The nation's largest health insurer promises to continue offering some key mandates of health care reform -- such as coverage of adult dependents up to age 26 -- regardless of how the Supreme Court rules on the health care law.
The Supreme Court, which is currently debating health care reform, is expected to announce its ruling later this month. Industry experts say the Court could uphold the law, overturn the law completely or overturn just some provisions of the law.
Ahead of the Court's decision, UnitedHealth Group said it will uphold several mandated provisions that have already gone into effect since health reform passed in 2010.
Among them, the insurer said it won't charge co-pays for preventive services, won't impose lifetime dollar limits on members' policies and will allow members to add their adult children up to age 26 to their plans.
The company -- which covers 38 million people -- also said it won't rescind insurance coverage of individuals who become ill, except in cases of fraud.
"The protections promote broader access to quality care and contribute to helping control rising health care costs," Stephen Hemsley, CEO of UnitedHealth Group, said in a statement.
"These provisions make sense for the people we serve and it is important to ensure they know these provisions will continue," he said.
UnitedHealthcare's decision, though, does not apply to large employers that self-insure and use the company only to manage their health plans.
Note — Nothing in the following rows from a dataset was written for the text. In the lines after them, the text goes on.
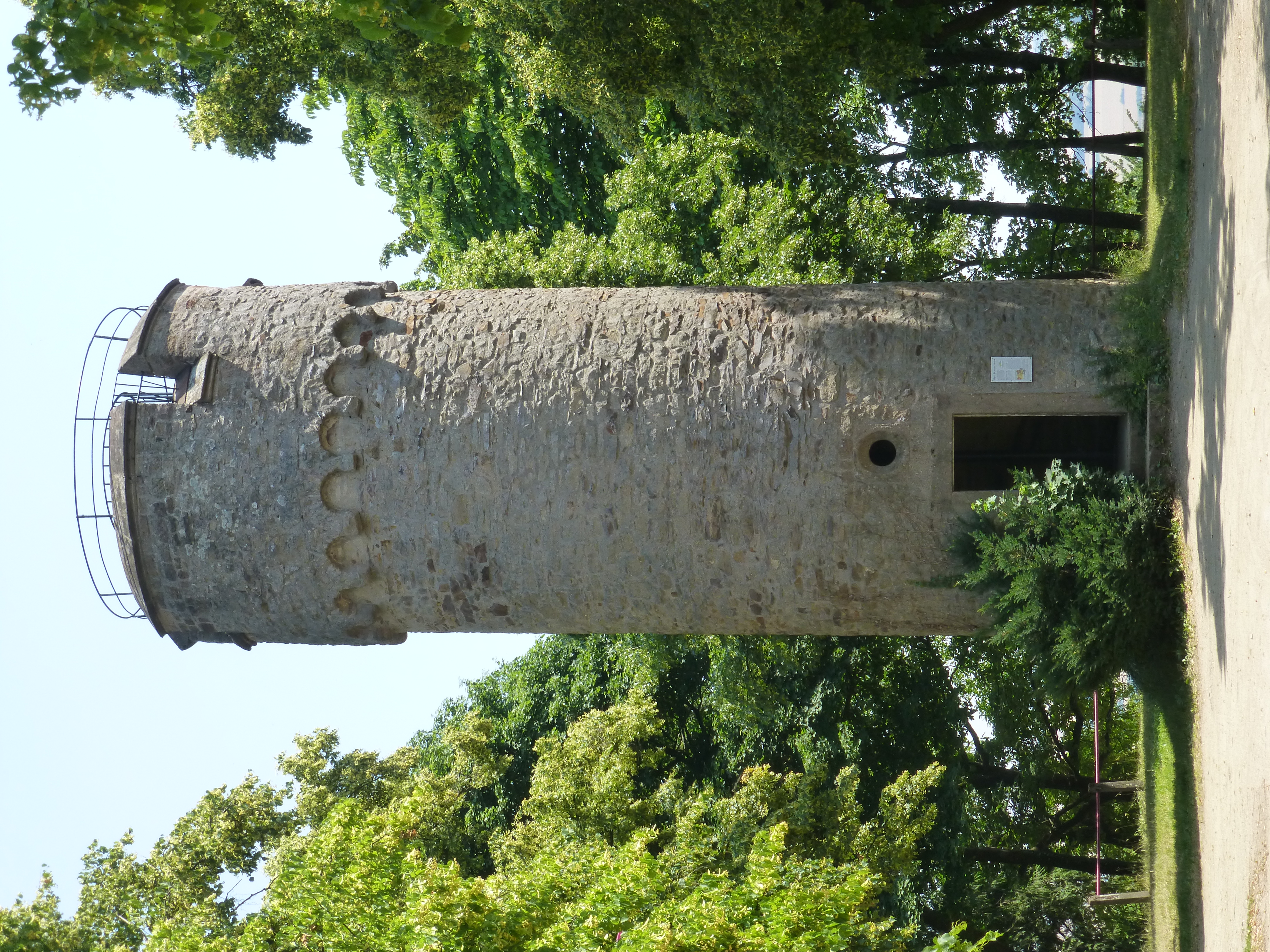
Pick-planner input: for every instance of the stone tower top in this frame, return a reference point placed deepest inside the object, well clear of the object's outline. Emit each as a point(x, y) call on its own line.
point(346, 462)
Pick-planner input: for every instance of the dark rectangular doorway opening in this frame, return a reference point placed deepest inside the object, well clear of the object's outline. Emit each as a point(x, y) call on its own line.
point(986, 449)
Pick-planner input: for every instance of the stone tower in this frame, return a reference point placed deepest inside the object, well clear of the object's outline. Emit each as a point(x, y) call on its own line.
point(346, 462)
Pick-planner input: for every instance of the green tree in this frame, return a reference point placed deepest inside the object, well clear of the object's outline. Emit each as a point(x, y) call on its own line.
point(557, 97)
point(1082, 574)
point(787, 861)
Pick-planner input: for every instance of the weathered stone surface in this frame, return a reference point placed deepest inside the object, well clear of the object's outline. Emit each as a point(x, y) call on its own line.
point(666, 460)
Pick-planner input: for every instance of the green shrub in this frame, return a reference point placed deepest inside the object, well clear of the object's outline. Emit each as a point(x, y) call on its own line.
point(1084, 574)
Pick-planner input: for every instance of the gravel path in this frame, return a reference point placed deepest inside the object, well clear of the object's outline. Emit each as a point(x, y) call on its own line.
point(1221, 405)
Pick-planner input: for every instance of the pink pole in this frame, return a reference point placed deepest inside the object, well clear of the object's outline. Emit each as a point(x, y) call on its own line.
point(1098, 804)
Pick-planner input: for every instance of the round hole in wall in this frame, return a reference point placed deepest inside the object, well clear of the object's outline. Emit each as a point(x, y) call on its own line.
point(882, 452)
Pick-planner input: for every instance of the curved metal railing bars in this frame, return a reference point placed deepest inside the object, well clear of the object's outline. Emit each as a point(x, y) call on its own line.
point(100, 390)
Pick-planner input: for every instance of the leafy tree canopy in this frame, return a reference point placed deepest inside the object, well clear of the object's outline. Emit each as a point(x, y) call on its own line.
point(785, 861)
point(502, 129)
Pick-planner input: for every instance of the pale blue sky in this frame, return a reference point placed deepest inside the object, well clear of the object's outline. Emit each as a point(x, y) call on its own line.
point(103, 725)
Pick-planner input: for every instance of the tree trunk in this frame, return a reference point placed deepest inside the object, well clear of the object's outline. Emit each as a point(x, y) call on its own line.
point(1121, 144)
point(1051, 861)
point(1039, 211)
point(1072, 70)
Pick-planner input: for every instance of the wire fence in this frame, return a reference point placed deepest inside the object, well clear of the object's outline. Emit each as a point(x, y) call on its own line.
point(101, 389)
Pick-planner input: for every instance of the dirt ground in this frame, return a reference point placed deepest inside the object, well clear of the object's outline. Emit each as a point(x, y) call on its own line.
point(1221, 417)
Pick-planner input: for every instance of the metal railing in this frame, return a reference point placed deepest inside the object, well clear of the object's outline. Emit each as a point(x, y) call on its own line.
point(101, 388)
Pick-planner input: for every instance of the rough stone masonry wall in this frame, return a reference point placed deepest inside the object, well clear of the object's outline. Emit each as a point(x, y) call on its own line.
point(662, 460)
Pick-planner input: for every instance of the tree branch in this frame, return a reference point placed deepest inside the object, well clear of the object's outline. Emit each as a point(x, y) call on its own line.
point(1038, 211)
point(972, 21)
point(1051, 861)
point(989, 776)
point(1121, 144)
point(1071, 70)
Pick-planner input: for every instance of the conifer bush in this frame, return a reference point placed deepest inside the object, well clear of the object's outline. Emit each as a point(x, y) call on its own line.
point(1082, 573)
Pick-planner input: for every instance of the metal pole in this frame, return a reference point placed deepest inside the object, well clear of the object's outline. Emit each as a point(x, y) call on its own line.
point(1094, 133)
point(1098, 803)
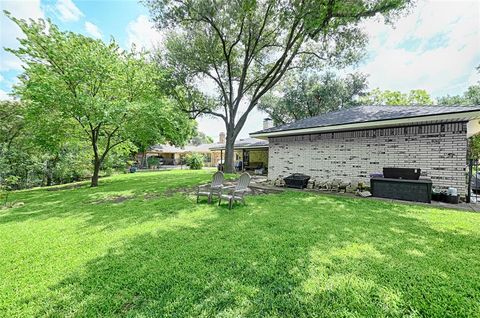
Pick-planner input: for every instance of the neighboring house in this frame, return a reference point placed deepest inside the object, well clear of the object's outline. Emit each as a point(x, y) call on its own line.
point(353, 143)
point(171, 155)
point(252, 153)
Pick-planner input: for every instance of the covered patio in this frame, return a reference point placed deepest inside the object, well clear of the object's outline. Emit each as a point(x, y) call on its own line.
point(250, 154)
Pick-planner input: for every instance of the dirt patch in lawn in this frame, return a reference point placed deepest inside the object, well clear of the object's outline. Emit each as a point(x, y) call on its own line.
point(113, 199)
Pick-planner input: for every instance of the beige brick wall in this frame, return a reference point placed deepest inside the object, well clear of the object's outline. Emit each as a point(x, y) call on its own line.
point(440, 150)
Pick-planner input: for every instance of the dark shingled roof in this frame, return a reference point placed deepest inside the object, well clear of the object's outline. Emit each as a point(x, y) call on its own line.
point(362, 114)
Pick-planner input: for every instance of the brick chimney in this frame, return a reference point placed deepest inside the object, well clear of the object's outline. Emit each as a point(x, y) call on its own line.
point(267, 123)
point(221, 138)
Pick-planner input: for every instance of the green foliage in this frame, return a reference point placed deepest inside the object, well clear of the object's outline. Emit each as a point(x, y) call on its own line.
point(8, 184)
point(246, 47)
point(470, 97)
point(94, 92)
point(195, 161)
point(201, 138)
point(293, 254)
point(302, 95)
point(415, 97)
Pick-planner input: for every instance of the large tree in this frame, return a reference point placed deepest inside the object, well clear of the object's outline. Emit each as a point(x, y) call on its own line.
point(244, 47)
point(98, 90)
point(416, 97)
point(306, 95)
point(470, 97)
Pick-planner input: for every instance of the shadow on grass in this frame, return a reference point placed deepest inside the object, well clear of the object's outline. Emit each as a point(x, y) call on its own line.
point(285, 255)
point(115, 203)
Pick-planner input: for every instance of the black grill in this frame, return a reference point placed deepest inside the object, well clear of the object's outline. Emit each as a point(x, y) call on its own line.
point(297, 180)
point(401, 173)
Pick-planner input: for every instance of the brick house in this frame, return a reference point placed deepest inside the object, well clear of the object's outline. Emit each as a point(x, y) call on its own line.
point(351, 144)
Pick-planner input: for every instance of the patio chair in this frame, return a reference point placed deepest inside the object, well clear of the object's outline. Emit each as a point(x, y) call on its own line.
point(237, 192)
point(215, 187)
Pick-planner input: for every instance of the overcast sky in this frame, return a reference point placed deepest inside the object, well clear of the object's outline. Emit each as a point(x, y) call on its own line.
point(436, 47)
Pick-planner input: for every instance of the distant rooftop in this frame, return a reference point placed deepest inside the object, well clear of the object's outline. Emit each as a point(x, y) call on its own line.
point(364, 114)
point(244, 143)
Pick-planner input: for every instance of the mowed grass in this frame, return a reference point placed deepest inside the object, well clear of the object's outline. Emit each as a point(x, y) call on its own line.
point(138, 246)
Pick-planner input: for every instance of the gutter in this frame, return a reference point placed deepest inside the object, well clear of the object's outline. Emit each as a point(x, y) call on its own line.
point(449, 117)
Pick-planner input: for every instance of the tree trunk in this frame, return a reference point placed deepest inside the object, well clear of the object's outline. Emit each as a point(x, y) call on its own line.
point(96, 172)
point(229, 153)
point(144, 159)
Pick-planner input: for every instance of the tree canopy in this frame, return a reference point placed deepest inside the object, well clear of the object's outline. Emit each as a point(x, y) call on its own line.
point(244, 47)
point(94, 92)
point(470, 97)
point(303, 95)
point(397, 98)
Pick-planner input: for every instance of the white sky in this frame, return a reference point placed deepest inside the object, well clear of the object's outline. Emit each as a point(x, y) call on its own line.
point(435, 47)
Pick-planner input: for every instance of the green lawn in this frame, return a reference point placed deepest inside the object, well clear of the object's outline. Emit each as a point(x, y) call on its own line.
point(138, 246)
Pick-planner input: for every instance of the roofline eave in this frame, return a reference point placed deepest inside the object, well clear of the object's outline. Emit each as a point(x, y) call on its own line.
point(371, 124)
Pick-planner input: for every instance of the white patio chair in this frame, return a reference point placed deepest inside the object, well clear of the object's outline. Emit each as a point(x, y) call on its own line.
point(215, 187)
point(237, 192)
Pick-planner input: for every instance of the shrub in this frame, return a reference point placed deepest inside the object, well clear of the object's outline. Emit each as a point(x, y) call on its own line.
point(194, 161)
Most Americans are insured in such plans. In those cases, it's up to the employer whether to abide by the mandates.
Also, UnitedHealthcare did not commit yet to standing by another key mandate which has gone into effect -- offering coverage for children up to age 19 with pre-existing conditions.
The insurer said it doesn't want to stand alone in backing that mandate but wants to first see what path its competitors take on the matter.
Later Monday, Humana, another large health insurer, said it, too, would stay committed to health care reform mandates such as not imposing a maximum lifetime dollar limit on medical care, coverage for adult dependents up to age 26, and no co-pays for preventive services.
"Humana believes its health plan members should have the peace of mind of knowing the company will maintain these common-sense provisions that add stability and security to health care coverage," the company said in a statement.
The company did not address offering coverage for children up to age 19 with preexisting conditions.
Humana could not immediately be reached for comment. Calls to other large health insurers, including Aetna and Cigna were not immediately returned.